Скорей всего эта церковь построена до того, как проложена железная дорога. Еще не было станции, там, внизу, наверное, стояла обычная полунищая деревенька. Безграмотные мужики из этой деревни без машин, заступом, обушком воздвигали храм. И пусть потом в этом храме угнездился какой-нибудь попик, возможно, страдавший запоями, возможно, мелкий, корыстный, злобный человек, не способный ничему хорошему научить мужиков. Но сами-то мужики, воздвигая храм, надеялись стать чище, честней, добрей, внутренне красивей, надеялись воспитать себя, иначе зачем же сооружать им столь дорогостоящую и трудоемкую хоромину, которая не накормит, не согреет, не приютит, — практически бесполезна. Не в попике дело, в человеческом стремлении стать лучше. Люди стремились и пусть не всегда достигали, но совсем плохо, если это стремление вовсе отсутствует.
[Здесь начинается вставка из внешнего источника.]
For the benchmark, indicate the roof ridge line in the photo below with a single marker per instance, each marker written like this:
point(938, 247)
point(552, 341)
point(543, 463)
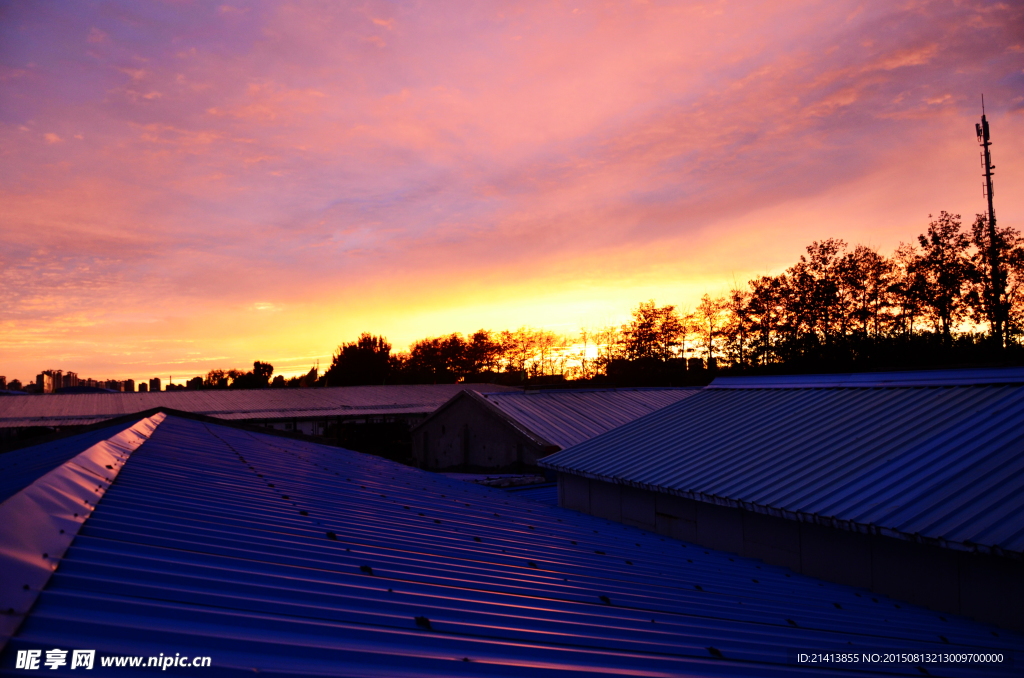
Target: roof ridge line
point(39, 522)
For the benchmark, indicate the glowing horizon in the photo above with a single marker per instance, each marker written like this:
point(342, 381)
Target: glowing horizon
point(190, 186)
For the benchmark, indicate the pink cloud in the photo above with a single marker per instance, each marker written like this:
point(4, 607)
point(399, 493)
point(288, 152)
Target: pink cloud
point(388, 159)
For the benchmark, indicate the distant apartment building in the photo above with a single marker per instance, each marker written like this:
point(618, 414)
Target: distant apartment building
point(48, 381)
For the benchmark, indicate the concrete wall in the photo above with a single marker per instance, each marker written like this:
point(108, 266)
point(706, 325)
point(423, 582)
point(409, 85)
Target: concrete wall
point(466, 434)
point(984, 587)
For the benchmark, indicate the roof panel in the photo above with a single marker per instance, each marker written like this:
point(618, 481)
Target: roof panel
point(288, 557)
point(80, 409)
point(568, 417)
point(944, 462)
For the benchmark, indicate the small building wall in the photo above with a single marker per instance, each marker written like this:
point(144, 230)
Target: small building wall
point(987, 588)
point(468, 434)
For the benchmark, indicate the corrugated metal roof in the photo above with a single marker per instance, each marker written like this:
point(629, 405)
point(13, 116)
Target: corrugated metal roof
point(973, 377)
point(945, 463)
point(546, 494)
point(20, 468)
point(286, 557)
point(568, 417)
point(79, 409)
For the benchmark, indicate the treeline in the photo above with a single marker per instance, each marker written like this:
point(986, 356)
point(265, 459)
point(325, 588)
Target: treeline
point(954, 297)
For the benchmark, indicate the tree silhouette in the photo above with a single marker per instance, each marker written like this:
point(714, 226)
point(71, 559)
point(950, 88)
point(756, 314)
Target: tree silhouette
point(947, 268)
point(367, 361)
point(653, 332)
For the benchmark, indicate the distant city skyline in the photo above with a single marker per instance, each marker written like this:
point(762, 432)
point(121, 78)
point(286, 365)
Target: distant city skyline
point(189, 187)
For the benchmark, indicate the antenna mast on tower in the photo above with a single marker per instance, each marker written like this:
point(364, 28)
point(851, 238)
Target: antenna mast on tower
point(995, 301)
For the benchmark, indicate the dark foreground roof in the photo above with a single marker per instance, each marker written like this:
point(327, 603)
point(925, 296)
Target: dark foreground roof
point(933, 456)
point(286, 557)
point(567, 417)
point(83, 409)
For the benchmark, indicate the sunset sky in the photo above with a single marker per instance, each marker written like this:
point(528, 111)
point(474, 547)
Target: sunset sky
point(188, 185)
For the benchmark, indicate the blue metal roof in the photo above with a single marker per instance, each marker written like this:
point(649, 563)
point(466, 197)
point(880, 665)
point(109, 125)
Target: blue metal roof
point(939, 462)
point(287, 557)
point(567, 417)
point(20, 468)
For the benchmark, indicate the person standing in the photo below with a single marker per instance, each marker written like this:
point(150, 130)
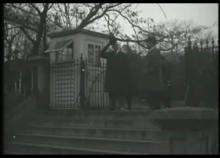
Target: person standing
point(118, 74)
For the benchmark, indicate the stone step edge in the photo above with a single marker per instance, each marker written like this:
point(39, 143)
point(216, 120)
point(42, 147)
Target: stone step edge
point(75, 148)
point(92, 138)
point(95, 128)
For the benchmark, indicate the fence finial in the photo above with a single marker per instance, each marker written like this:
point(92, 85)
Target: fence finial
point(189, 42)
point(207, 43)
point(201, 45)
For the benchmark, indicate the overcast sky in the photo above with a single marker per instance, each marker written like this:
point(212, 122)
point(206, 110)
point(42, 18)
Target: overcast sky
point(199, 13)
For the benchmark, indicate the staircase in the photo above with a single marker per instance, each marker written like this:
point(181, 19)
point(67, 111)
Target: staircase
point(93, 132)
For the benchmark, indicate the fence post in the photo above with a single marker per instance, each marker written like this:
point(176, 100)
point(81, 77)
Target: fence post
point(82, 82)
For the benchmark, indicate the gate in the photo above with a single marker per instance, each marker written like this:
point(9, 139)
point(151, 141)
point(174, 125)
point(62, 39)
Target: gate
point(77, 84)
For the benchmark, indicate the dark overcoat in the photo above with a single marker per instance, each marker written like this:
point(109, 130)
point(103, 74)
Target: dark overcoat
point(118, 73)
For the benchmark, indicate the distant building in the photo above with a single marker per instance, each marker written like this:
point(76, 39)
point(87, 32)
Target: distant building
point(65, 50)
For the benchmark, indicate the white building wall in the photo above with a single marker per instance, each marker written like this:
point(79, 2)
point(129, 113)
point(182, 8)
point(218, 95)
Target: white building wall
point(81, 42)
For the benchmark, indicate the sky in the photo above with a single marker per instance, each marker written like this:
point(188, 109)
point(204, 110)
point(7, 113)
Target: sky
point(198, 13)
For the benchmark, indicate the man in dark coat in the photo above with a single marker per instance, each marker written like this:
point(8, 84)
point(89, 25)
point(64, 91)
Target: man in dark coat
point(118, 75)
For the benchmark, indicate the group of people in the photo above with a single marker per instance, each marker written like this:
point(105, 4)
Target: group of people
point(121, 83)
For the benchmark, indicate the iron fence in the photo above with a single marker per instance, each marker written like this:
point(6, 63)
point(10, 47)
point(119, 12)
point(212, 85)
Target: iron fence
point(77, 84)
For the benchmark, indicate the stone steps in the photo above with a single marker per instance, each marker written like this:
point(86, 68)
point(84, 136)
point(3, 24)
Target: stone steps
point(84, 130)
point(99, 123)
point(93, 132)
point(118, 145)
point(29, 148)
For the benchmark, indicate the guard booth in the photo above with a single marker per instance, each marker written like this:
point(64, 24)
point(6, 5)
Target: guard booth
point(70, 53)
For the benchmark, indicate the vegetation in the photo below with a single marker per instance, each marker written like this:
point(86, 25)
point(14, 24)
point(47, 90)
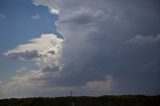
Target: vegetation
point(127, 100)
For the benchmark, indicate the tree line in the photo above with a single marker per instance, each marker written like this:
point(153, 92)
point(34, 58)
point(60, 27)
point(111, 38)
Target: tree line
point(124, 100)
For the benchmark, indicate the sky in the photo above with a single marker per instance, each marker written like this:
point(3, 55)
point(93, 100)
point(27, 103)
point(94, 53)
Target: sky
point(106, 47)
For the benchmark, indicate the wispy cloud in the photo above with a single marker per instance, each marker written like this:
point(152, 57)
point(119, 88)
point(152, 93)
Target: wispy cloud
point(36, 17)
point(2, 16)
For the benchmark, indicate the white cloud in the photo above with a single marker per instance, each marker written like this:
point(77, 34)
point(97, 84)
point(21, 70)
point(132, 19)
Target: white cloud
point(140, 39)
point(45, 51)
point(36, 17)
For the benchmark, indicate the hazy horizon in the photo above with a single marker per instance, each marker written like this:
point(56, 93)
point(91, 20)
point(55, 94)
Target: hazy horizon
point(91, 47)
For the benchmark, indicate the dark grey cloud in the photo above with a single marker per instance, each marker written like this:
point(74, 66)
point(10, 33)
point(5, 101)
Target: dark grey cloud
point(95, 54)
point(99, 47)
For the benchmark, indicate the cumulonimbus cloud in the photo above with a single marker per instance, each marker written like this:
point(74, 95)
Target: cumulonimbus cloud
point(93, 53)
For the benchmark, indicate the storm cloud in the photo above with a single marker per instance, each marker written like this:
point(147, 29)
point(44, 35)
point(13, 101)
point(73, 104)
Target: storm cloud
point(101, 49)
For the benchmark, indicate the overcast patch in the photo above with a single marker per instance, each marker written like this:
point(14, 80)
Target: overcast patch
point(140, 39)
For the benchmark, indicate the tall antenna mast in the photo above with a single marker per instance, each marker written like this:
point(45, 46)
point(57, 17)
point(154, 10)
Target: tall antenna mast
point(71, 93)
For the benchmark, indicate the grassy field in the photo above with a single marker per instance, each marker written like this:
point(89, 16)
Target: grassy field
point(126, 100)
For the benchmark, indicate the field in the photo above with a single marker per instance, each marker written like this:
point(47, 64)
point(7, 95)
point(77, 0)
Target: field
point(126, 100)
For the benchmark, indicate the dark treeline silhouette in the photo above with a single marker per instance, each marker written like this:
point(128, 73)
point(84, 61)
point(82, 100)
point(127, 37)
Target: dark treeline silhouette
point(126, 100)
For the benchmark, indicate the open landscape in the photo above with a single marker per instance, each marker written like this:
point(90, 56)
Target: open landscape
point(79, 52)
point(126, 100)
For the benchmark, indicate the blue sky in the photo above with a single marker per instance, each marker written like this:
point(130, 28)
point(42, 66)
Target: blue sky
point(96, 47)
point(17, 27)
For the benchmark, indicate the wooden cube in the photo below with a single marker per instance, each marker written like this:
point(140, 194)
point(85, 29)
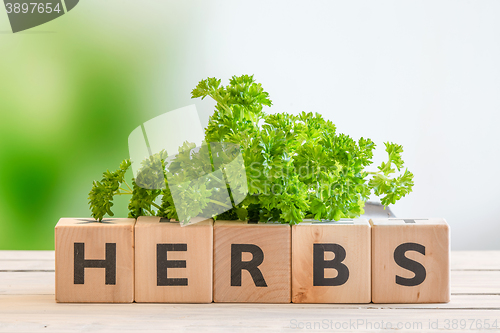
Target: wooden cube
point(410, 261)
point(94, 260)
point(331, 262)
point(252, 262)
point(173, 264)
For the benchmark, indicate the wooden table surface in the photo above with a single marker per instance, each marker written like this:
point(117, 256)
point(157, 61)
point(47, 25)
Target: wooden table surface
point(27, 305)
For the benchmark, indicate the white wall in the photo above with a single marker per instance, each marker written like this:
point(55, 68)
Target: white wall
point(425, 74)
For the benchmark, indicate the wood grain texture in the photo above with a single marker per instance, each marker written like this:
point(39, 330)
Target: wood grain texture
point(275, 242)
point(94, 236)
point(390, 234)
point(42, 283)
point(355, 239)
point(198, 258)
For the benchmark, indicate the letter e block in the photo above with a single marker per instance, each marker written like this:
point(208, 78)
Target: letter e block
point(95, 260)
point(331, 262)
point(252, 262)
point(173, 264)
point(410, 260)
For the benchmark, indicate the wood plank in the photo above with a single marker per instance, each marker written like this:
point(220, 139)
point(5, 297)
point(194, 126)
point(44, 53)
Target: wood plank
point(27, 255)
point(475, 260)
point(462, 282)
point(27, 283)
point(24, 313)
point(475, 282)
point(36, 260)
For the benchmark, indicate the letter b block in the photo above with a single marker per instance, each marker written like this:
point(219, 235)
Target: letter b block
point(331, 262)
point(252, 262)
point(95, 260)
point(173, 264)
point(410, 261)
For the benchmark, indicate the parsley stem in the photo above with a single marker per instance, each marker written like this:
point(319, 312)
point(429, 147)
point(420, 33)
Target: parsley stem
point(127, 185)
point(220, 203)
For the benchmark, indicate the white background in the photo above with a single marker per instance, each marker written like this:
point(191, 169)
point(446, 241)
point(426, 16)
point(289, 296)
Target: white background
point(424, 74)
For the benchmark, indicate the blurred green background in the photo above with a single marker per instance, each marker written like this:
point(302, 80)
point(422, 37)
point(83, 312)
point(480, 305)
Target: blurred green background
point(71, 91)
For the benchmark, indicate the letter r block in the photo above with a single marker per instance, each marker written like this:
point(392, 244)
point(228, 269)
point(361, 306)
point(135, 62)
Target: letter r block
point(252, 262)
point(410, 260)
point(173, 264)
point(95, 260)
point(331, 262)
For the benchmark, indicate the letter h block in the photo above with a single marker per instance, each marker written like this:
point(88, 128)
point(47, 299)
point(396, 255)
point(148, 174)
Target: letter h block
point(331, 262)
point(173, 264)
point(410, 260)
point(95, 260)
point(252, 262)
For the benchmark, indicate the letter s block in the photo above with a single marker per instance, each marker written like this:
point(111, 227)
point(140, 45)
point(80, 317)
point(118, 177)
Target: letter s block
point(331, 262)
point(410, 261)
point(173, 264)
point(95, 260)
point(252, 262)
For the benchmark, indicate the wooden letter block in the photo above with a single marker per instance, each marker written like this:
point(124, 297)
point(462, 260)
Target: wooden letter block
point(331, 262)
point(173, 264)
point(410, 261)
point(252, 262)
point(95, 260)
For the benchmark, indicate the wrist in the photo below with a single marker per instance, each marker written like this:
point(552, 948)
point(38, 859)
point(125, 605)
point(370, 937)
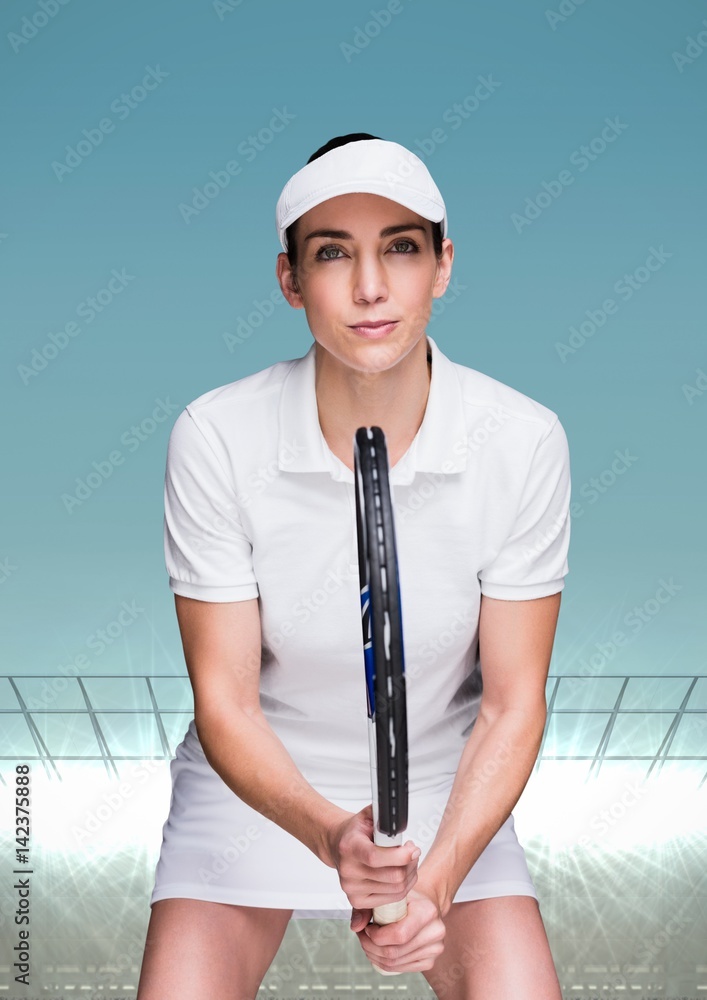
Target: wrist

Внизу теснятся крыши станционного поселка, бывшей деревни, воздвигшей церковь. Есть ли сейчас там клуб?.. Я прошел через весь грязный поселок и не заметил клуба. Скорей всего он все-таки есть. Я немало повидал таких периферийных духовных центров — затоптанный и заплеванный пол, скрипучие скамьи в нетопленом зале, плакаты о надое молока, танцы под аккордеон, хорошо, если кино каждый день, часто пьяные драки.

Я вырос в неверующей семье. Мои родители свято чтили одну лишь заповедь: «Учение — свет, неучение — тьма». Они считали доказанным, что бога нет. Библия — сказки, религия — опиум для народа, только невежественный человек может верить поповским небылицам. Отец был воспитан на законах Ньютона, и хотя не очень-то разбирался в теории относительности, но ее автора Альберта Эйнштейна уважал. Отец не дожил до тех лет, когда про учение Эйнштейна стали говорить: «Проникнуто духом идеализма». Но и при жизни отца уже поговаривали: «Эйнштейн свихнулся, в космическую религию ударился». Отец снисходительно оправдывал: «Э-э, и курица петухом ноет, и у гениев бывают заскоки». Мать же моя над этими вопросами вовсе не думала, учила детей правилам грамматики, образам «лишних людей» в произведениях русских классиков, любила стихи Сергея Есенина.

Отец погиб в войну, в сорок третьем под Харьковом. Мать до сих пор жива, нянчит детей у дочки. Что она скажет, когда узнает, что ее сын стал верующим?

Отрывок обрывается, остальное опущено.